A man touches the helmet on the Tomb of the Unknown Soldier after laying a poppy following the National Remembrance Day Ceremony at the National War Memorial in Ottawa on Saturday, Nov. 11, 2017. (THE CANADIAN PRESS/Justin Tang)

A man touches the helmet on the Tomb of the Unknown Soldier after laying a poppy following the National Remembrance Day Ceremony at the National War Memorial in Ottawa on Saturday, Nov. 11, 2017. (THE CANADIAN PRESS/Justin Tang)

Younger Canadians interested in attending Remembrance Day events: poll

Survey found a 10% spike in people who plan to go to a ceremony this year compared to 2017

Canadians of all generations are more likely to honour military veterans by attending a Remembrance Day ceremony this year, a new survey suggests.

A poll commissioned by Historica Canada, the organization behind the popular Heritage Minutes videos, found a 10-per-cent spike in the number of respondents who planned to take part in a ceremony this year compared to 2017.

The online poll, conducted by Ipsos, found 39 per cent of those surveyed had firm plans to attend a ceremony on Nov. 11 compared to 29 per cent the year before.

The survey found plans were relatively consistent across demographics, with millennial respondents expressing the most consistent enthusiasm for attending Remembrance Day events. It found 41 per cent of 18- to 34-year-olds polled planned to attend, compared to 40 per cent of respondents over 55 and 38 per cent of participants between 35 and 54.
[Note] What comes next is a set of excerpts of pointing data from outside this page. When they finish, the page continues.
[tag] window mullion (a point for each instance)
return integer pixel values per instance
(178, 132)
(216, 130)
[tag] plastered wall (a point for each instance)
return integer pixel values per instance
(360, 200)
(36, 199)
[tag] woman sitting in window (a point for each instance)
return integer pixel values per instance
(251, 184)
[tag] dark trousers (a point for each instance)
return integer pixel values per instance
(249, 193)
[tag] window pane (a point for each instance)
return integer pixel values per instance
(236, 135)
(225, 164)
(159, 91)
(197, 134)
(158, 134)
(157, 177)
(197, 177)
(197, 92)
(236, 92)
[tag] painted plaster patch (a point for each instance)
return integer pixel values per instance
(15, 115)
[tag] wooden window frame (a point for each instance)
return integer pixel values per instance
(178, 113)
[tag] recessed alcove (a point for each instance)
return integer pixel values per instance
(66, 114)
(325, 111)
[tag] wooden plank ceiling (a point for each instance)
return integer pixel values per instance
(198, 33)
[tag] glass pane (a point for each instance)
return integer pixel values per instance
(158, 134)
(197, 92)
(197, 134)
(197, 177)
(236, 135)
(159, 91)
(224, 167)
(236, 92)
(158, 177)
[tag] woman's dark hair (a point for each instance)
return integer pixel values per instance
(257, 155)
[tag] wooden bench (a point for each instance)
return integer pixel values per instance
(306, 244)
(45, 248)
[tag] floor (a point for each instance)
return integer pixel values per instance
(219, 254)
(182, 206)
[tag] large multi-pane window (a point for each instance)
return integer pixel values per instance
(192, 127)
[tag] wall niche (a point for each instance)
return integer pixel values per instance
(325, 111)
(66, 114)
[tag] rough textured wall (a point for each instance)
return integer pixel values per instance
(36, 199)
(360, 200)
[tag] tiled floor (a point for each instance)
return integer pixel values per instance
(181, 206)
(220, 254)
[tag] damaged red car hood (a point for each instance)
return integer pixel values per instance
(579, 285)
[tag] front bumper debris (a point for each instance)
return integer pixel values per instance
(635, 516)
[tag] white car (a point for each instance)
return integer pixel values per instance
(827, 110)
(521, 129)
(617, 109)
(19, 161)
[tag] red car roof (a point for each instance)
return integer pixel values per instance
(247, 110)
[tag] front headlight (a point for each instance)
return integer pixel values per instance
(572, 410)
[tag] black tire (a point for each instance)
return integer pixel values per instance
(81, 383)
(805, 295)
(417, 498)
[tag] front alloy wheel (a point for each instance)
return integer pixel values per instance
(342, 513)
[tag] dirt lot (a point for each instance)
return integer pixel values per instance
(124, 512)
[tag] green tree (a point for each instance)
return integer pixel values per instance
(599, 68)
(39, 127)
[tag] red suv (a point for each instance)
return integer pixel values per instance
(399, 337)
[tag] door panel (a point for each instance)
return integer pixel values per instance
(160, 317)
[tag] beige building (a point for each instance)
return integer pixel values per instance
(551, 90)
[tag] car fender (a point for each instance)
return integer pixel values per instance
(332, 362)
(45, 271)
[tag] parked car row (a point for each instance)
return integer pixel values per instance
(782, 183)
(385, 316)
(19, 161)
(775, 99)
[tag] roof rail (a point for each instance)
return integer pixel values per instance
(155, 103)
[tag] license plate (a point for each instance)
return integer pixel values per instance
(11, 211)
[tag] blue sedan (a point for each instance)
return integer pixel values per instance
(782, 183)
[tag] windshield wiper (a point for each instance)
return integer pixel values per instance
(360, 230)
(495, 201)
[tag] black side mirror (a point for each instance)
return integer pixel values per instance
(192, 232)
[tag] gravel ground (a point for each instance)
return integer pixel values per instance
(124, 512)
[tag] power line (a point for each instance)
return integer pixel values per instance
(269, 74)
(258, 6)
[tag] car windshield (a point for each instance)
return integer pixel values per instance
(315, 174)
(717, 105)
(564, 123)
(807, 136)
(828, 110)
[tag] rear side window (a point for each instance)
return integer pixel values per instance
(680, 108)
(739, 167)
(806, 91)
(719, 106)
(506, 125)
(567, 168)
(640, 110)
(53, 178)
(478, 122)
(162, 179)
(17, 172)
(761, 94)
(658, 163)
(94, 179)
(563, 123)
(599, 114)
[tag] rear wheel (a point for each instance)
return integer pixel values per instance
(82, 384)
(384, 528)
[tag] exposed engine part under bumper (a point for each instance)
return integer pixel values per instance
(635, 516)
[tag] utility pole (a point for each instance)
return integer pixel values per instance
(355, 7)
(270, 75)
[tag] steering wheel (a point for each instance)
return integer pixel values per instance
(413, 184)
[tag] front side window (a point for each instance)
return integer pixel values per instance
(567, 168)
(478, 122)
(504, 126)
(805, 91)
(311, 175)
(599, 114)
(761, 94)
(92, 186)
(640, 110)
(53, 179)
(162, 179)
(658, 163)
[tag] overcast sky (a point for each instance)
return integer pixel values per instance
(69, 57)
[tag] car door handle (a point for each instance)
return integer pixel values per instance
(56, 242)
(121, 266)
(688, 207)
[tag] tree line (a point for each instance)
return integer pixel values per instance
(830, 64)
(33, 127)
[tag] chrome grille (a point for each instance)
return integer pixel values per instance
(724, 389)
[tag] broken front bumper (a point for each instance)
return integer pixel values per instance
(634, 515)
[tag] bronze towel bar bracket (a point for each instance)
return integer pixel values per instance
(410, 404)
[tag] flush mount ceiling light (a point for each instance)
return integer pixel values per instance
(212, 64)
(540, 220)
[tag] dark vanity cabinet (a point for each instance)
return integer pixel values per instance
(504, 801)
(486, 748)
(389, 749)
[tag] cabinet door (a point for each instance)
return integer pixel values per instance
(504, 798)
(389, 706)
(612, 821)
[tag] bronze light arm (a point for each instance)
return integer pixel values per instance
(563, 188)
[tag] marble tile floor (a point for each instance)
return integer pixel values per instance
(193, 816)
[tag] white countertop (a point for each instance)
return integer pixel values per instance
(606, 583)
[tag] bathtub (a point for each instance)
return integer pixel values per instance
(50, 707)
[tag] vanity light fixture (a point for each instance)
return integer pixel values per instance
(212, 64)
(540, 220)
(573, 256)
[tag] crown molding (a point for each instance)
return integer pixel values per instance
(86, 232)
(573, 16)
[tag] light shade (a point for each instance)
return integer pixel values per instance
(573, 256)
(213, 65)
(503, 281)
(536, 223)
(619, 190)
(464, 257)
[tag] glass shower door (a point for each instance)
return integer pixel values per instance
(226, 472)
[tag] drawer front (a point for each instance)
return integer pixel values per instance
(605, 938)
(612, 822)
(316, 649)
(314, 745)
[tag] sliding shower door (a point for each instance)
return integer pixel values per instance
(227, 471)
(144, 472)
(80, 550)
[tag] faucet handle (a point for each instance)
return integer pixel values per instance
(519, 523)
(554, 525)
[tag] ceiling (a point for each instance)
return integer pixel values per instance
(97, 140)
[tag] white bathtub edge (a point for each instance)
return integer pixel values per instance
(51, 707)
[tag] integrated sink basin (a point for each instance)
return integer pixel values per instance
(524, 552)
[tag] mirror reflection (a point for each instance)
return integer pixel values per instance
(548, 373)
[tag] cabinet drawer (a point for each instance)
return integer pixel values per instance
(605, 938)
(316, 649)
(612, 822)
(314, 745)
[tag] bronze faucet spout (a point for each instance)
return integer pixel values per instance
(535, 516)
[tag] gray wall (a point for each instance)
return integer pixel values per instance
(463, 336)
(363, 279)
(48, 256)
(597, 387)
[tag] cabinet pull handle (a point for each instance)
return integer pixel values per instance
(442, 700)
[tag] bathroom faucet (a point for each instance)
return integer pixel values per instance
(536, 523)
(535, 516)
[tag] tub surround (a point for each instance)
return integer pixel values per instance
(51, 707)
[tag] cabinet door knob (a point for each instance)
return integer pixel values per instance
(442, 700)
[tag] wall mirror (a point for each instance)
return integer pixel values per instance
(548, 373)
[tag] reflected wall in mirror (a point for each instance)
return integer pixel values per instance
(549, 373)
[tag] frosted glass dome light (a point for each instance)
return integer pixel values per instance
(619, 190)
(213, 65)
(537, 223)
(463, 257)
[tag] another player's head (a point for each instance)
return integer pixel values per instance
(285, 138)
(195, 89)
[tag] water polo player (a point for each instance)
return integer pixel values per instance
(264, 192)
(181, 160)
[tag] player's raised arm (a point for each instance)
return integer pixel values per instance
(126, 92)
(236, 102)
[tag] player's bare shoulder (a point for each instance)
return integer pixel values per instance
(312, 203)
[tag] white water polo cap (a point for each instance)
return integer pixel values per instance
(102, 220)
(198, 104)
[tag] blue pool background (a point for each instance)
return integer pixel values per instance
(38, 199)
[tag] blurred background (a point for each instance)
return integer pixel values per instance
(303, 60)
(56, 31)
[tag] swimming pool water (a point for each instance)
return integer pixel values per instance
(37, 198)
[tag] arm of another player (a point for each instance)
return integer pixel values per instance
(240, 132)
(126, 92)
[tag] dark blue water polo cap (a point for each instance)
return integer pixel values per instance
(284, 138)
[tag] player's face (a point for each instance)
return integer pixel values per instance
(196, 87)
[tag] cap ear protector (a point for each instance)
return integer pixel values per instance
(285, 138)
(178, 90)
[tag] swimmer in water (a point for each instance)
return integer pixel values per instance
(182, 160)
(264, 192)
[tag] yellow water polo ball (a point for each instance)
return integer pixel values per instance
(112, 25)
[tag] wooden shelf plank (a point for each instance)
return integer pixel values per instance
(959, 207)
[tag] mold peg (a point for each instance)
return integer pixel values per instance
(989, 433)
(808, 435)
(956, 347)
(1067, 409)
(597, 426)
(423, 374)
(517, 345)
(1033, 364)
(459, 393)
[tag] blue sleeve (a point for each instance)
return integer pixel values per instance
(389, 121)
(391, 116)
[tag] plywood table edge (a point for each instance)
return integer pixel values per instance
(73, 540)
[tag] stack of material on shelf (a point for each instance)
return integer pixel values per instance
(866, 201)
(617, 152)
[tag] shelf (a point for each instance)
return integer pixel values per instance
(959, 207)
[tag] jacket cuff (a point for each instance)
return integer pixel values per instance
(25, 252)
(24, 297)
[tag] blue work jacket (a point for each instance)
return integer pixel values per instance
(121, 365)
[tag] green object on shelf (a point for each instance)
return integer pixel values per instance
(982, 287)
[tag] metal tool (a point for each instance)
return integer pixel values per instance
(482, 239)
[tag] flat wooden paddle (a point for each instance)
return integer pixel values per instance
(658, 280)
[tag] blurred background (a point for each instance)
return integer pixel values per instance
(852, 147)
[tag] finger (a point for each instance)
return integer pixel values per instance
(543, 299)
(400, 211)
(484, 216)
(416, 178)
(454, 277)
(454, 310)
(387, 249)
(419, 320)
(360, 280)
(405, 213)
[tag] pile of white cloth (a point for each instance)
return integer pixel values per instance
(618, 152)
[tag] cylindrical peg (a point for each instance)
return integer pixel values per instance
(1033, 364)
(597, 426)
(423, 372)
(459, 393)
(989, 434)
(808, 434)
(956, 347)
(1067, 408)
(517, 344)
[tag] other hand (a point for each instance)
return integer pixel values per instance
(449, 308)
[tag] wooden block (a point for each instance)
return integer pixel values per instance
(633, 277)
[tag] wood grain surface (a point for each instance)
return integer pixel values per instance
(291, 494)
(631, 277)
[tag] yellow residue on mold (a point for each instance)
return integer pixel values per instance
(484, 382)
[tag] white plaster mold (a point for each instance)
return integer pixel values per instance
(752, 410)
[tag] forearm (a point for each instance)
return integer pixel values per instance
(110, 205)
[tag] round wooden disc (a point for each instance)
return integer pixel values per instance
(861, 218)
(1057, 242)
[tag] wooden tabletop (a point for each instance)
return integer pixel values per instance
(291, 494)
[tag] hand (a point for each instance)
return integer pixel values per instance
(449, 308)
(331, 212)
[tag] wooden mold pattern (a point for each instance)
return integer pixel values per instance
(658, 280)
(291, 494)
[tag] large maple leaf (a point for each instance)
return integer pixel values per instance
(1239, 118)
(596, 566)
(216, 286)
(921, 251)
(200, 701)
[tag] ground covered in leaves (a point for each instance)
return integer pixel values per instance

RELATED: Remembering northern B.C.’s Flying Tigers

Historica CEO Anthony Wilson-Smith called the findings around millennials gratifying, saying the poll results challenge the theory that the generation with the fewest tangible connections to the two World Wars would be most likely to ignore Remembrance Day.

“We are now at a point where we have to contemplate that the day will come when there aren’t any more World War Two veterans,” Wilson-Smith said in a telephone interview.

“That leaves you to wonder if, when everyone is gone, will people still be able to grasp the significance of war, of sacrifice, of the causes that drove people to war, and the outcomes,” he said.

“The answer would appear to be yes.”

Wilson-Smith speculated that at least part of the surge in interest in Remembrance Day ceremonies stems from the fact that this year’s events will mark the 100th anniversary of the armistice that brought the First World War to an end after four years of strife.

But he said the younger generation’s apparent connection to the day may also come from personal ties to those who served in more recent conflicts, such as the war in Afghanistan in which 158 Canadian soldiers and two civilians were killed.

The poll found 95 per cent of those surveyed felt Remembrance Day ceremonies should honour veterans of recent conflicts. It also found 83 per cent of respondents planned to wear a poppy in the run-up to Nov. 11, with baby boomers showing the most enthusiasm for that idea.

The online poll of 1,002 Canadians also surveyed how many respondents had visited a cenotaph or other war memorial in their community or elsewhere.

Participants in B.C. were most likely to have done so, the survey found, noting the provincial response rate of 64 per cent was well above the national average of 46 per cent.

The Ipsos survey was conducted between Oct. 25 and Oct. 29, Historica said.